Sales of previously owned homes swelled to a 14-year high in September. Existing home sales soared 9.4 percent during the month to a seasonally adjusted annualized rate of 6.54 million units. The National Association of Realtors’ measure was not only up a whopping 20.9 percent from a year earlier, but it also represented the most homes sold since May 2006. Sales grew in all four Census regions on both a month-to-month and year-to-year basis. Inventories were exceedingly tight—the 1.47 million homes available for purchase at the end of September (-1.3 percent versus August 2020 and -19.2 percent versus September 2019) translated into a mere 2.7 month supply. NAR reported that more than seven in ten homes sold during September had been on the market for less than a month. As a result, the median sales price of $311,800 was up an incredible 14.8 percent from a year earlier.

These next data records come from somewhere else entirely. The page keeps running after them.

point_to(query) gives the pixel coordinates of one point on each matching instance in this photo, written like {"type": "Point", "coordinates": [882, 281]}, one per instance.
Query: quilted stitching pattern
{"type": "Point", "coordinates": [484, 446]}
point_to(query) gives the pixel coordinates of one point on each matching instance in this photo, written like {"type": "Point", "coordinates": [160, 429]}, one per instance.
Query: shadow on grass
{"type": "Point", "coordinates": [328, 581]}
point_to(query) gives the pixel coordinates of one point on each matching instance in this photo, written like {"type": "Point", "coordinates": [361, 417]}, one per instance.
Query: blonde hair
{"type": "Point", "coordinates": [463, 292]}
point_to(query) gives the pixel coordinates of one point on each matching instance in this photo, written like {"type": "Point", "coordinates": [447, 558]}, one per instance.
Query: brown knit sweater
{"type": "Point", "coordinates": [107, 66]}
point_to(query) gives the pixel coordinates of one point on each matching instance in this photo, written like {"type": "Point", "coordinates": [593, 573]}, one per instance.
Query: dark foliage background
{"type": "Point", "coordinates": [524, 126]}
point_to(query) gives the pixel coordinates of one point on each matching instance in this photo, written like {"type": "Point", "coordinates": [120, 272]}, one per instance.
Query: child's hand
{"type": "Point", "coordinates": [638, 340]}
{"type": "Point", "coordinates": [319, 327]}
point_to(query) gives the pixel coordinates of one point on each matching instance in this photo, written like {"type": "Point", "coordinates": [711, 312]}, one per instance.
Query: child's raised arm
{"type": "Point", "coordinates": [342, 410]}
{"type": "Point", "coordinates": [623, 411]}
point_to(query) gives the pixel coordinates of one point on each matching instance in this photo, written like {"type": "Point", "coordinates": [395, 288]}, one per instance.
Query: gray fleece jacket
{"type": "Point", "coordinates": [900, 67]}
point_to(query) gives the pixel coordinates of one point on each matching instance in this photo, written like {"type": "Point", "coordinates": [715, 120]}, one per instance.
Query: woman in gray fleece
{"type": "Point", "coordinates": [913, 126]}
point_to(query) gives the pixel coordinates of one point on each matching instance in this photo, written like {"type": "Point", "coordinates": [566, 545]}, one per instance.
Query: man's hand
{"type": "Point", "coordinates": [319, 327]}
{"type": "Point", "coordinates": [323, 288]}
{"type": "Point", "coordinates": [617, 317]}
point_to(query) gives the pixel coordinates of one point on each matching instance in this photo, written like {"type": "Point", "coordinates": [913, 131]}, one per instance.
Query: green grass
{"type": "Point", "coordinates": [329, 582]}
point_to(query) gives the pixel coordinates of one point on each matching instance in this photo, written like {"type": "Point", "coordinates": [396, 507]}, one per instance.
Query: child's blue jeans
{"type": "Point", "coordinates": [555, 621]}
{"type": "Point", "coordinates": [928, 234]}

Housing starts jumped again in September. The Census Bureau estimates housing starts grew by 1.9 percent during the month to a seasonally adjusted annualized rate (SAAR) of 1.415 million units. New single-family home starts rose 8.5 percent while those of multi-family units fell 14.7 percent. Starts were 11.1 percent ahead of their year-ago pace, split between a 22.3 percent advance for single-family homes and a 17.4 percent drop for multi-family units. It appears that interest in new homes continued to build, with issued building permits increasing 5.2 percent to an annualized 1.553 million units (+8.1 percent versus September 2019). As with starts, the growth was on the single-family side, where permits rose 7.8 percent during the month and were 24.3 percent ahead of year-ago levels. Permits for multi-family units inched up 1.0 percent during the month but remained 22.4 percent under their September 2019 reading. Housing completions surged 15.3 percent in September to an annualized 1.226 million (+25.8 percent versus September 2019).

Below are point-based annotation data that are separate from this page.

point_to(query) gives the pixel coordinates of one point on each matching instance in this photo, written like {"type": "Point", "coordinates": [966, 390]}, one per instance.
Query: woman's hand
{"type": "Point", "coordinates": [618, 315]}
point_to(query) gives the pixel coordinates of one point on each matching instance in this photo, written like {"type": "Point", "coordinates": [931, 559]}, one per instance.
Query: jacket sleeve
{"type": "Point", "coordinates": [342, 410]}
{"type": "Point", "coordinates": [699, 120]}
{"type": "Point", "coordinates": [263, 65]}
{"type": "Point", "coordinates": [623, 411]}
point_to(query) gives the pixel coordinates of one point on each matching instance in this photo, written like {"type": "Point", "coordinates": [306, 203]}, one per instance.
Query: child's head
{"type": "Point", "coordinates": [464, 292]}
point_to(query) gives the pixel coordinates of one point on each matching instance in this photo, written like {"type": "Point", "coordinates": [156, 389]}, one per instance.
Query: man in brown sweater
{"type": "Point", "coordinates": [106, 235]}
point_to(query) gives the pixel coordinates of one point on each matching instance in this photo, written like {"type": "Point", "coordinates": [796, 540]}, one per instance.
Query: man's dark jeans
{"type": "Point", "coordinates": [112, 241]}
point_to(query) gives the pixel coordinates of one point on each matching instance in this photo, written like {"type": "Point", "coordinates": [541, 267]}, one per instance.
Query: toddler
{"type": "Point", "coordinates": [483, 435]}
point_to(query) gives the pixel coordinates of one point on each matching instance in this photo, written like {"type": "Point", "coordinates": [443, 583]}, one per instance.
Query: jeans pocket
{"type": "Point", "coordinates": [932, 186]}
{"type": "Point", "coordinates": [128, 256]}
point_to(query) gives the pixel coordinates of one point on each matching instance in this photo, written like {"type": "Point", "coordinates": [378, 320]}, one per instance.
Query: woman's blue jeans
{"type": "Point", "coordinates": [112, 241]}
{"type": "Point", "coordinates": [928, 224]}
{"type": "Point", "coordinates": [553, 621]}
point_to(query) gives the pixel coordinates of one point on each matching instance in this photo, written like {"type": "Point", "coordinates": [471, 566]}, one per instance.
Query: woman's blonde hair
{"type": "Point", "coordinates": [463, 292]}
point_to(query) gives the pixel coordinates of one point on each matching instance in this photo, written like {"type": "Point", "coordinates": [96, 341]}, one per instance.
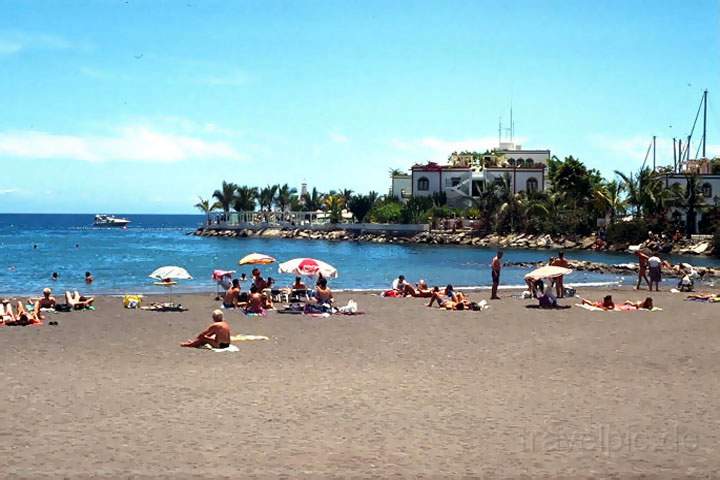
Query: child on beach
{"type": "Point", "coordinates": [217, 335]}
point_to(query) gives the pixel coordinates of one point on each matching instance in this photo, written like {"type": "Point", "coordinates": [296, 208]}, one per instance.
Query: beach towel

Homebuilders’ optimism rose to an all-time high in October. The National Association of Home Builders’ (NAHB) Housing Market Index (HMI) added two points during the month to a seasonally adjusted reading of 85. The HMI has been above a reading of 50—indicative of a greater percentage of builders viewing the housing market as “good” versus being “poor”—for five straight months with the measure hitting a data series high for a second consecutive month. The HMI rose in the Northeast and West but slipped in both the Midwest and South. The single-family home sales index added two points to 90, while the expected sales measure added three points to 88. The index tracking the track of prospective buyers held steady at 74. The press release noted that housing was a “bright spot for the economy, supported by increased buyer interest in the suburbs, exurbs, and small towns.”

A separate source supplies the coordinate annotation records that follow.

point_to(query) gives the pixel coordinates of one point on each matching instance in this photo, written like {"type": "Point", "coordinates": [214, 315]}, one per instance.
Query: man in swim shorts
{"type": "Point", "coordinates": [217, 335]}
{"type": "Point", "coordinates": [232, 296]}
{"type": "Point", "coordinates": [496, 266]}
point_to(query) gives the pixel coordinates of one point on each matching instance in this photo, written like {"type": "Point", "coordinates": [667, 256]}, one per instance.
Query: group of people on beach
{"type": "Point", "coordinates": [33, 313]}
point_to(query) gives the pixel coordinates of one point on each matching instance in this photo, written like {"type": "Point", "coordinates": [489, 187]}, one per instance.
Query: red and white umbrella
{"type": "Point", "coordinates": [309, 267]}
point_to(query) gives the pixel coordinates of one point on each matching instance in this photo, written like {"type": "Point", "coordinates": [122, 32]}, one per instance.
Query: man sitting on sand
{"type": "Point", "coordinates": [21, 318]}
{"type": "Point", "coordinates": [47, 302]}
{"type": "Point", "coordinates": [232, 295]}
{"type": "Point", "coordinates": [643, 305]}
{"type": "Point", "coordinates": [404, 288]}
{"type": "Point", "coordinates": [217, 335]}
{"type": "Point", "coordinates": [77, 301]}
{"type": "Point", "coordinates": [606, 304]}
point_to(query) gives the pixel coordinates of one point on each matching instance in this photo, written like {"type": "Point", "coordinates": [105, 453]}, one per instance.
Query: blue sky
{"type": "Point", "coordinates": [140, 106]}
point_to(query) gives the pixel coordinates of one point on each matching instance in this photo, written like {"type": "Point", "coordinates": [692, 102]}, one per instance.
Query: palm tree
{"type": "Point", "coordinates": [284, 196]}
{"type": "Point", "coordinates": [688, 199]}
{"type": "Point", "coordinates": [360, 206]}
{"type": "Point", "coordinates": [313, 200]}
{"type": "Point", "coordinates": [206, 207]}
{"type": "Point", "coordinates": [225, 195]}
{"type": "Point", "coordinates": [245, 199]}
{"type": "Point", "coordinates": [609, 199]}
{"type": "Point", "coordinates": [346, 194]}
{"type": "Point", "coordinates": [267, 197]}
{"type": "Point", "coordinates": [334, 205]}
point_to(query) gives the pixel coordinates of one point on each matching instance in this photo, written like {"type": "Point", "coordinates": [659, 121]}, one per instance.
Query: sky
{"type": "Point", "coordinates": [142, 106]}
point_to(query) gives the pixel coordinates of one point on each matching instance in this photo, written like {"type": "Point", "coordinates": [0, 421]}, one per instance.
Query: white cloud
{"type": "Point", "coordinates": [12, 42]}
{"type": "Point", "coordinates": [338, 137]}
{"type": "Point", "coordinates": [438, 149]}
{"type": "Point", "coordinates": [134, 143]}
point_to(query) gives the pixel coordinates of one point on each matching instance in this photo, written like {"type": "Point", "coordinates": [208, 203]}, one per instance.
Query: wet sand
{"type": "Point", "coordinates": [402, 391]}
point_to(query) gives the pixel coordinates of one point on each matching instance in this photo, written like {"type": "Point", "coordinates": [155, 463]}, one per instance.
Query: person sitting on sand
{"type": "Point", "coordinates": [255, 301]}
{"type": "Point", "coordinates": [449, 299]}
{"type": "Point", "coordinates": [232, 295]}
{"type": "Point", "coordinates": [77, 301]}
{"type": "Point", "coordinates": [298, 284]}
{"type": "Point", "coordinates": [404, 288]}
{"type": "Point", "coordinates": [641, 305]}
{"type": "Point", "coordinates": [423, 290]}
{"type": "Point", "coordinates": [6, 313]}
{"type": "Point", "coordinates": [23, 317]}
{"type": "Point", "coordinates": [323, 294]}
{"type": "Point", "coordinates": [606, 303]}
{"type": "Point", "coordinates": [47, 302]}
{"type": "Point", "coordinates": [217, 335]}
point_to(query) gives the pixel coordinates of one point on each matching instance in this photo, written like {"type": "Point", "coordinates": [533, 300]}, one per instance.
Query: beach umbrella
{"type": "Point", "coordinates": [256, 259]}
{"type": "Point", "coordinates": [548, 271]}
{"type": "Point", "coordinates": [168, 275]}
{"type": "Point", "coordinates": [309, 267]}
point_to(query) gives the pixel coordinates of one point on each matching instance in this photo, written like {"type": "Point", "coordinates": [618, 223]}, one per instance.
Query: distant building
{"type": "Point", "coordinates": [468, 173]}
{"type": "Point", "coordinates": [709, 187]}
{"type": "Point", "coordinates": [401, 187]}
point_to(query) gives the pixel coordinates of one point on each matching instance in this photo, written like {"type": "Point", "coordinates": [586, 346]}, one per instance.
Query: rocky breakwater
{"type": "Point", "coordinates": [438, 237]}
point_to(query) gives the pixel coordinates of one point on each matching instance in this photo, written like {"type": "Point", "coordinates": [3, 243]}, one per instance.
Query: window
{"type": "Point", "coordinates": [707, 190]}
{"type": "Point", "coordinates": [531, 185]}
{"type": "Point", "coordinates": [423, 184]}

Payrolls grew in 30 states in September. The Bureau of Labor Statistics reports that nonfarm payrolls expanded in 30 states during the month, with the largest gains occurring in New York (+109,300), California (+96,000), and New Jersey (+60,200). Payrolls decreased in three states (Indiana, Hawaii, and Kansas) and essentially held steady in 17 states and the District of Columbia. Payrolls were down relative to a year earlier in 48 states and the District of Columbia, with the largest year-to-year percentage declines reported in Hawaii (-18.4 percent), New York (-11.2 percent), Michigan (-9.6 percent), and Vermont (-9.6 percent). The two states where payrolls were statistically the same relative to September 2019 were Idaho and Utah.
Other U.S. economic data released over the past week:
- Jobless Claims (Week ending October 17, First-Time Claims, seasonally adjusted): 787,000 (-55,000 vs. the previous week, +574,000 vs. the same week a year earlier). 4-week moving average: 811,250 (+276.9% vs. the same week a year earlier).